Let’s look at the Scriptural evidence beginning with the teaching of Christ Himself. We might introduce this by asking the question, Why did Christ teach Nicodemus the truth of the most well-beloved and memorized verse in all of the Bible, John 3:16? It must have been because of a deep theological misunderstanding which Nicodemus had regarding God’s dealings with the world. Jesus told him, “For God so loved the world.”

Nicodemus believed, as did all the religious leaders and elite of Judaism, that God’s covenant with Israel meant that only they were the elect ones for salvation. Nicodemus was the Calvinist of his day. Only the Jews were predestined for eternal life. All the Gentiles were predestined for damnation and destruction.

This theology continues to this day in the great systems of religion including Catholicism and Protestantism. Its Protestant representatives are Presbyterians, Reformed Baptists, Reformed Church, etc.

The other evangelical counterpoint to this is Arminianism which arose during the seventeenth century in Europe which saw the universal dimensions of Christ’s death for the world. It teaches that Christ’s death was sufficient to embrace every one, but it is not effective until faith is exercised by the recipient. In other words, Christ offers salvation to all.
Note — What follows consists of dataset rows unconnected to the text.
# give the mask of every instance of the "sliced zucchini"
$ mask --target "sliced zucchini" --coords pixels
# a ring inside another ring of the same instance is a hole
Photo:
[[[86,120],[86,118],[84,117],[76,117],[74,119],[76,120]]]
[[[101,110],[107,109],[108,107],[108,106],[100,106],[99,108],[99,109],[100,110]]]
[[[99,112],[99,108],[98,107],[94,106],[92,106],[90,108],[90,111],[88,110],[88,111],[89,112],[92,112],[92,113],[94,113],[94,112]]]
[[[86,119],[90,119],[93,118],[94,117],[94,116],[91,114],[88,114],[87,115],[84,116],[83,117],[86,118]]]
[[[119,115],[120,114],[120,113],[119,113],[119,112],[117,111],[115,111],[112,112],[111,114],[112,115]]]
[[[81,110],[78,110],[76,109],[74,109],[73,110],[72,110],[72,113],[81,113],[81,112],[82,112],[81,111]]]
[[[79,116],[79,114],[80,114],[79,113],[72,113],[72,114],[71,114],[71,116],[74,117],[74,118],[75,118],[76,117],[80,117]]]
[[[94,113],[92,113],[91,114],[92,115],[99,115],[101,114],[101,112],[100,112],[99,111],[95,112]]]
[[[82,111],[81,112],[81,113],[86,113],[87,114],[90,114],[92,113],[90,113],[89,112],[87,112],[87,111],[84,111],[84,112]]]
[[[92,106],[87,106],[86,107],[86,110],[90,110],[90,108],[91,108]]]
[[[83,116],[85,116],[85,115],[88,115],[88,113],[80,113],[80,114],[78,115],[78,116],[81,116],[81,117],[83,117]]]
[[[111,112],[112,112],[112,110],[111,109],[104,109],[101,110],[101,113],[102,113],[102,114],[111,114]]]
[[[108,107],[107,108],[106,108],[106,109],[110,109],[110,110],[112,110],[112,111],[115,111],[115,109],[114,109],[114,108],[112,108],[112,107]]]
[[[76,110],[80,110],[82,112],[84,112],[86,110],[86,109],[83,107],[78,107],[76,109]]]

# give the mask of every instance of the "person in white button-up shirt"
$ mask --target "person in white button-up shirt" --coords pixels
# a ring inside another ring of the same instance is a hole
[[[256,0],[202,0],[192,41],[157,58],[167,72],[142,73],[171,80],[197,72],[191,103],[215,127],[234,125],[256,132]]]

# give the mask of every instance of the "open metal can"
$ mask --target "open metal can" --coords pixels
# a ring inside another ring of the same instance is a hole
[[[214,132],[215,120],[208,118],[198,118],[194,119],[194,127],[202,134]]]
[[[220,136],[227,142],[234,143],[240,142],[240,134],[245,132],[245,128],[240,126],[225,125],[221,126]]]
The atoning sacrifice is an atonement for sin provided one believes. So there is prevenient grace and means by which God has of reaching mankind with the gospel of Jesus Christ, but man must choose to believe the provisional gift. This might be expressed in terms of showing some genuine proffer of building a relationship with God.

However, Jesus taught the pure truth to Nicodemus when He said, “For God so loved the world, that He gave His only begotten Son” (John 3:16). Christ is God’s gift to the world. This gift has a legal basis in that Christ has been constituted Head of the race; and this gift is voluntary in that Christ of His own volition, motivated by love, pledged Himself as Surety for sinners.

Christ uses a legal term to indicate what this means for the world. “For God sent not His Son into the world to condemn the world; but that the world through Him might be saved.” John 3:17. If the world was condemned by God in sending His Son, then it would be instantly destroyed for its sin. But it does not stand in a judicial state of condemnation for it is not condemned. The extent of this Divine judicial action embraces the totality of the world.

Jesus went on to teach, however, that the present, individual choices with respect to God’s gift of Christ, short-circuits God’s pardon. “He that believeth on Him is not condemned: but He that believeth not is condemned already, because he hath not believed in the name of the only begotten Son of God.” John 3:18. Thus the future day of judgment for the unbeliever becomes a present reality of condemnation. Nevertheless, the probationer continues to live briefly by the gracious life of God given to him or her; and at any time prior to death or the coming of Christ one may choose life in the Son. John 3:36.